Scipio Slataper ((Trieste 1888-Monte Podgora,Gorizia,1915)
ha scritto Il mio Carso, prosa autobiografica che , collocandosi nella temperie dell'espressionismo vociano, supera la poetica del frammento dei giovani scrittori che ruotavano attorno alla rivista fiorentina, conseguendo una sua compatta, sia pure acerba unità compositiva.
Il libro è diviso in tre parti non titolate. La prima parte è tutta dedicata alla rievocazione dell'infanzia triestina e della scoperta del Carso. L'inizio famoso, si serve di un espediente retorico (l'anafora), tipico dello stile alto , per formulare una falsa ipotesi sulle proprie origini, subito smentita, con un effetto al tempo stesso epico e ironico, che bene introduce al tono nostalgico della narrazione: "vorrei dirvi: sono nato in carso, in una casupola col tetto di paglia annerita dalle piove e dal fumo..."
La seconda parte inizia con la descrizione del nuovo porto della città.

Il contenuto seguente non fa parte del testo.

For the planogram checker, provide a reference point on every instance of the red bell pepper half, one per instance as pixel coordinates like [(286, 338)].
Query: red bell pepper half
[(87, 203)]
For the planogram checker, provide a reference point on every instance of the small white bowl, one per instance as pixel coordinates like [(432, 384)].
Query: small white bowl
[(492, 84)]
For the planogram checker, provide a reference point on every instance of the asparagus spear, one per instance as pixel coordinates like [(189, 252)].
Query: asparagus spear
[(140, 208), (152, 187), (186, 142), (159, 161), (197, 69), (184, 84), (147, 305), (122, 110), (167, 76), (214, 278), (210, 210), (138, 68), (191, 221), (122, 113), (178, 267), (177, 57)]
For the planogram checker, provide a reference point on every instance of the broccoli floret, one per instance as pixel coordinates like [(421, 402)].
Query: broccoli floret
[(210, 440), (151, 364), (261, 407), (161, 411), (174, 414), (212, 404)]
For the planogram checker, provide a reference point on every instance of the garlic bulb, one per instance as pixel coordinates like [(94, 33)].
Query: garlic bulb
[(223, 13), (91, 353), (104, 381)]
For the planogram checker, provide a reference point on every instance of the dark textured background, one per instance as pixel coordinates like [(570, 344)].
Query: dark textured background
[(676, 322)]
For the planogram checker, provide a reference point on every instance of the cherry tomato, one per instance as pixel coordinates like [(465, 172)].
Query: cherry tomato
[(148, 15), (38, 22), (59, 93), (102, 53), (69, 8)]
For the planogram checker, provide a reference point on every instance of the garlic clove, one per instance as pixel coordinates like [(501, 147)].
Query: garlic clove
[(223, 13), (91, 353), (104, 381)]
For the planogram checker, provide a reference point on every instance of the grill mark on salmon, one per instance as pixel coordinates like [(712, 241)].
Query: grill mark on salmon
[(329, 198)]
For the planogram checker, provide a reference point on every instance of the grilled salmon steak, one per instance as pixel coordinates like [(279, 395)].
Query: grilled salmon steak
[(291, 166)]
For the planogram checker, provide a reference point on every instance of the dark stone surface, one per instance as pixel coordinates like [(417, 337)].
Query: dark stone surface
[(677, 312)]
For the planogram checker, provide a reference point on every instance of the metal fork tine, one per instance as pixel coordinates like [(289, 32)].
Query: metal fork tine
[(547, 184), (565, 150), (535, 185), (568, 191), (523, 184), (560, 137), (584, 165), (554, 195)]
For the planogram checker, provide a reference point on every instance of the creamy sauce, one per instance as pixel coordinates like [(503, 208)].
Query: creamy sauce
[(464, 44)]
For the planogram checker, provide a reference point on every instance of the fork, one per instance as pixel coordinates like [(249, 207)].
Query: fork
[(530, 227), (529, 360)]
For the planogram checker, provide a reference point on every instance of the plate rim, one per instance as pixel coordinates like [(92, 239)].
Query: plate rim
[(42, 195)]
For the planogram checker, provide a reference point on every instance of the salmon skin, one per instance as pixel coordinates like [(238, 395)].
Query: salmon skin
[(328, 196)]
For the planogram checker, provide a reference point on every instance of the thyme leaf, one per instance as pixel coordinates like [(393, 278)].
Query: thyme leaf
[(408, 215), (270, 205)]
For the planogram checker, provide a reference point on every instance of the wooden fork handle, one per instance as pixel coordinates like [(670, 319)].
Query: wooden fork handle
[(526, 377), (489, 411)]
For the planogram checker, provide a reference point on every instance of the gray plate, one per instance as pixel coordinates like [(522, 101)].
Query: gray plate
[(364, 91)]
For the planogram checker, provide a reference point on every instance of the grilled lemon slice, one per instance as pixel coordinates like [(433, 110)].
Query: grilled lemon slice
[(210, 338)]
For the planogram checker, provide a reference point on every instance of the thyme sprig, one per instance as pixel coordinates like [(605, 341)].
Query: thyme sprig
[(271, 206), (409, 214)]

La vita cittadina, che comprende la scuola, gli amori, le associazioni giovanili proibite dalla polizia, ma anche il ricordo di uno zio garibaldino, è resa con il frequente ricorso al dialogo in dialetto, ardita soluzione stilistica in un impianto letterario vociano. La terza parte più breve, racconta il ritorno a Trieste e al carso, dopo il suicidio di Gioetta, la donna amata.La prosa si fa più febbrile, i pensieri
si confondono uno con l'altro, e su tutto domina l'incertezza, lo spaesamento: " io sono solo e stanco. Posso tornare e restare."